Interessanter ZEIT-Online-Artikel zu Afghanistan...

... von einer Afghanistan-Expertin der Humboldt-Universität, die das Land seit den 1970ern bereist:

" Ingeborg Baldauf über Afghanistan: "Entwicklungen wie Massenmedien lassen sich nicht mehr zurückdrehen"
Ingeborg Baldauf über Afghanistan: Rund 22 Millionen afghanische Staatsbürger sind unter 25 Jahre alt. Das macht zwei Drittel der Gesamtbevölkerung aus.
© Shah MaraI/AFP via Getty Images/AFP/Getty Images
Jugendliche in Afghanistan nutzen Facebook und Internetpornos, sagt die Professorin Ingeborg Baldauf. Welche Macht haben die Taliban bei der heutigen jungen Generation? Interview: Caroline Rosales
20. August 2021, 10:53 Uhr
(...)

***
Ingeborg Baldauf ist Professorin für zentralasiatische Sprachen und Kulturen an der Humboldt-Universität zu Berlin. Sie bereist das Land seit den Siebzigerjahren, hat bei Minderheitenvolksgruppen geforscht und leitete bis zur Verschlechterung der Sicherheitslage im Jahr 2009 Austauschprogramme mit afghanischen und deutschen Studenten und Doktorandinnen.
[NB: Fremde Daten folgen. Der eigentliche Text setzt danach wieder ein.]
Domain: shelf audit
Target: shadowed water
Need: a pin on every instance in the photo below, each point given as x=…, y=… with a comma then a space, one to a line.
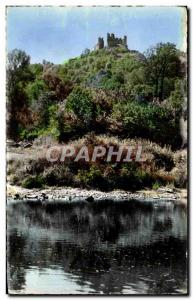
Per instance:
x=96, y=248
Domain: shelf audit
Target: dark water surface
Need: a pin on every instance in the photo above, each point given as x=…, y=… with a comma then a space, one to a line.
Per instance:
x=96, y=248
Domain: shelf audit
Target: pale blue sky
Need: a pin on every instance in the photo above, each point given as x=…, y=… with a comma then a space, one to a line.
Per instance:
x=59, y=33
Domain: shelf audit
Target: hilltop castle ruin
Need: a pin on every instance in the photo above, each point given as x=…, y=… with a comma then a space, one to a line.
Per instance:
x=112, y=41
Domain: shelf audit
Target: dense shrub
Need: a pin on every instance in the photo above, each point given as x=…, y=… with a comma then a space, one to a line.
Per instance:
x=33, y=182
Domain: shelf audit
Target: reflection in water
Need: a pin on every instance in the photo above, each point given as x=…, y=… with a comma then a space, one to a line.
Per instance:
x=96, y=248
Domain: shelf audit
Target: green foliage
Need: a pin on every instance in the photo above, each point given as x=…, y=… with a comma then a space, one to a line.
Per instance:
x=35, y=89
x=146, y=121
x=108, y=90
x=176, y=98
x=18, y=75
x=163, y=63
x=33, y=182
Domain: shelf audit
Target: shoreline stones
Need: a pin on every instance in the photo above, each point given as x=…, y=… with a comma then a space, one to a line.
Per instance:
x=89, y=196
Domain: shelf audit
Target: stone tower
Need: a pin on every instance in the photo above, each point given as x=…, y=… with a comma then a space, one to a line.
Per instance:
x=113, y=41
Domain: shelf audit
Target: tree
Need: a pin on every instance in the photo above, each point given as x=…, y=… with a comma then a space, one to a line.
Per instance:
x=18, y=75
x=163, y=61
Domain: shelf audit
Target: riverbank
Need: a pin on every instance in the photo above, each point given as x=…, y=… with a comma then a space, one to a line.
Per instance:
x=76, y=194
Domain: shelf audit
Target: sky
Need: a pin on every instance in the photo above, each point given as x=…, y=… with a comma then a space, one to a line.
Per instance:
x=59, y=33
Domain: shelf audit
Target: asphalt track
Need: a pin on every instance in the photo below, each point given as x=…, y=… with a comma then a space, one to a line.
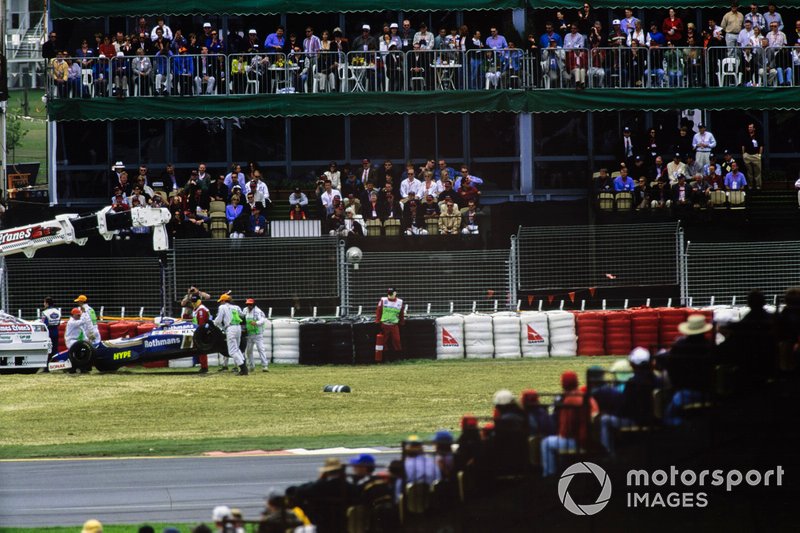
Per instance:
x=135, y=491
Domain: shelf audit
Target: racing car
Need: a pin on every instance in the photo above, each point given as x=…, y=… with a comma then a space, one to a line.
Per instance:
x=24, y=345
x=171, y=339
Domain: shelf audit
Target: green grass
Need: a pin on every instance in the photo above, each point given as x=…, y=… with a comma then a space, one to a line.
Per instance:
x=139, y=412
x=33, y=146
x=157, y=526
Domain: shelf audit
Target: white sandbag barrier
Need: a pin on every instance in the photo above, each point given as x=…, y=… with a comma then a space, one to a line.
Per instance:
x=478, y=337
x=563, y=339
x=506, y=331
x=534, y=334
x=450, y=337
x=285, y=341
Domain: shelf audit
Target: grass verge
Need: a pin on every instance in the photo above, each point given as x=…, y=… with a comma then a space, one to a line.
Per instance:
x=141, y=412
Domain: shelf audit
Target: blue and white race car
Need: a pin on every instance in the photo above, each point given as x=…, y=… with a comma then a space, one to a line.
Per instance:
x=171, y=339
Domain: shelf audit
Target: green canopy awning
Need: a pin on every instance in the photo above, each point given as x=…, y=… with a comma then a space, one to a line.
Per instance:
x=544, y=101
x=61, y=9
x=639, y=4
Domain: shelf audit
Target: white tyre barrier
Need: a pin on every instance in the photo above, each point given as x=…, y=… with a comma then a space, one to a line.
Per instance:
x=450, y=337
x=478, y=337
x=534, y=334
x=286, y=341
x=505, y=328
x=563, y=339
Derzeit befindet sie sich in einem Forschungssemester und steht mit Kollegen und Freunden in Afghanistan in Kontakt***

In den letzten zwei Jahrzehnten seien in Afghanistan viele etablierte Hierarchien ins Wanken geraten, erklärt Ingeborg Baldauf, Professorin für zentralasiatische Sprachen und Kulturen an der Humboldt-Universität zu Berlin. Sie bereist das Land seit den Siebzigerjahren und ordnet ein, was das für das neue Regime bedeutet.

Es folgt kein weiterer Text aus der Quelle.